Arguments for the BasicCrawler constructor.

It is intended for typing forwarded __init__ arguments in the subclasses.

Index

Properties

concurrency_settings

concurrency_settings: NotRequired[ConcurrencySettings]

Settings to fine-tune concurrency levels.

configuration

configuration: NotRequired[Configuration]

Crawler configuration.

configure_logging

configure_logging: NotRequired[bool]

If True, the crawler will set up logging infrastructure automatically.

event_manager

event_manager: NotRequired[EventManager]

A custom EventManager instance, allowing the use of non-default configuration.

http_client

http_client: NotRequired[BaseHttpClient]

HTTP client used by BasicCrawlingContext.send_request and the HTTP-based crawling.

max_crawl_depth

max_crawl_depth: NotRequired[int | None]

Limits crawl depth from 0 (initial requests) up to the specified max_crawl_depth. Requests at the maximum depth are processed, but no further links are enqueued.

max_request_retries

max_request_retries: NotRequired[int]

Maximum number of attempts to process a single request.

max_requests_per_crawl

max_requests_per_crawl: NotRequired[int | None]

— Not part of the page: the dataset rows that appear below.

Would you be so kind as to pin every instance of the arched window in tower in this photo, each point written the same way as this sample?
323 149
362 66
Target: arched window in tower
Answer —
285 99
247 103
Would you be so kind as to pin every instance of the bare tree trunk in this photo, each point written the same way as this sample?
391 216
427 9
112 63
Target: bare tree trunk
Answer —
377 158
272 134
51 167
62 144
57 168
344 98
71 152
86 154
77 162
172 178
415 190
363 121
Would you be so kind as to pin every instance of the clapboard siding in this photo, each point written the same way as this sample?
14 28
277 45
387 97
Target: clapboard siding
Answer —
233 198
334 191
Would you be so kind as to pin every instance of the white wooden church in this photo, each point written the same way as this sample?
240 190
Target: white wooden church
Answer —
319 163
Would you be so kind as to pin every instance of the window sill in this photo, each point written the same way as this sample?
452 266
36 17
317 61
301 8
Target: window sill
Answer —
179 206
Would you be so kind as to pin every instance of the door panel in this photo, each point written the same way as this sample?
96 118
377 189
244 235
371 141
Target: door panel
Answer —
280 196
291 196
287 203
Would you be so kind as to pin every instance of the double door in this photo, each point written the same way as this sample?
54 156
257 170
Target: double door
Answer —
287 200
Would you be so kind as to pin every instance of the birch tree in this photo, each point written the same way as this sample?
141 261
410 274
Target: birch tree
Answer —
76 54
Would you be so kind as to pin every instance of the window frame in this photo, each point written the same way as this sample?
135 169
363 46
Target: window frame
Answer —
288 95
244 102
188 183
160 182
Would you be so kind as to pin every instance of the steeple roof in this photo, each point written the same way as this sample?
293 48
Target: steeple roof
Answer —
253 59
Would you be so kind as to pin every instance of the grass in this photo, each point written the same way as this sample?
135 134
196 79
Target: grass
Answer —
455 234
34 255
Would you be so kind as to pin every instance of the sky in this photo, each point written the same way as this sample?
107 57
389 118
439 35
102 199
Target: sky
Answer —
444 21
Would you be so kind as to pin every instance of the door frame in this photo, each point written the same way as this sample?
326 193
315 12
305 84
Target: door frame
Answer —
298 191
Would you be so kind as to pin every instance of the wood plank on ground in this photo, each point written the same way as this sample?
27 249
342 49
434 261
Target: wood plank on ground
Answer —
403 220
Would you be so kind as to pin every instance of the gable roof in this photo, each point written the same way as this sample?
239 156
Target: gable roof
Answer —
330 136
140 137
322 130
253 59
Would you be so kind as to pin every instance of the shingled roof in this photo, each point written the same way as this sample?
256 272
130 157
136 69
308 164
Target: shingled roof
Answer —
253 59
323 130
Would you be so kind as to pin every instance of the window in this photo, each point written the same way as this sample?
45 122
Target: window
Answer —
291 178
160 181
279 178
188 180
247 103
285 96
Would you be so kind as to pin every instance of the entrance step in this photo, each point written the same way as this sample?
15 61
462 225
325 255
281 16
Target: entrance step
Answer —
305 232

Maximum number of pages to open during a crawl. The crawl stops upon reaching this limit. Setting this value can help avoid infinite loops in misconfigured crawlers. None means no limit. Due to concurrency settings, the actual number of pages visited may slightly exceed this value.

max_session_rotations

max_session_rotations: NotRequired[int]

Maximum number of session rotations per request. The crawler rotates the session if a proxy error occurs or if the website blocks the request.

proxy_configuration

proxy_configuration: NotRequired[ProxyConfiguration]

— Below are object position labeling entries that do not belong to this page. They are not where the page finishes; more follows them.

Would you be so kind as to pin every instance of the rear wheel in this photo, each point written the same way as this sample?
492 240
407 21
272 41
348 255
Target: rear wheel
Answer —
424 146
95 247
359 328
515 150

HTTP proxy configuration used when making requests.

request_handler

request_handler: NotRequired[Callable[[TCrawlingContext], Awaitable[None]]]

A callable responsible for handling requests.

request_handler_timeout

request_handler_timeout: NotRequired[timedelta]

Maximum duration allowed for a single request handler to run.

request_provider

request_provider: NotRequired[RequestProvider]

Provider for requests to be processed by the crawler.

retry_on_blocked

retry_on_blocked: NotRequired[bool]

If True, the crawler attempts to bypass bot protections automatically.

session_pool

session_pool: NotRequired[SessionPool]

A custom SessionPool instance, allowing the use of non-default configuration.

statistics

statistics: NotRequired[Statistics[StatisticsState]]

A custom Statistics instance, allowing the use of non-default configuration.

use_session_pool

use_session_pool: NotRequired[bool]

Enable the use of a session pool for managing sessions during crawling.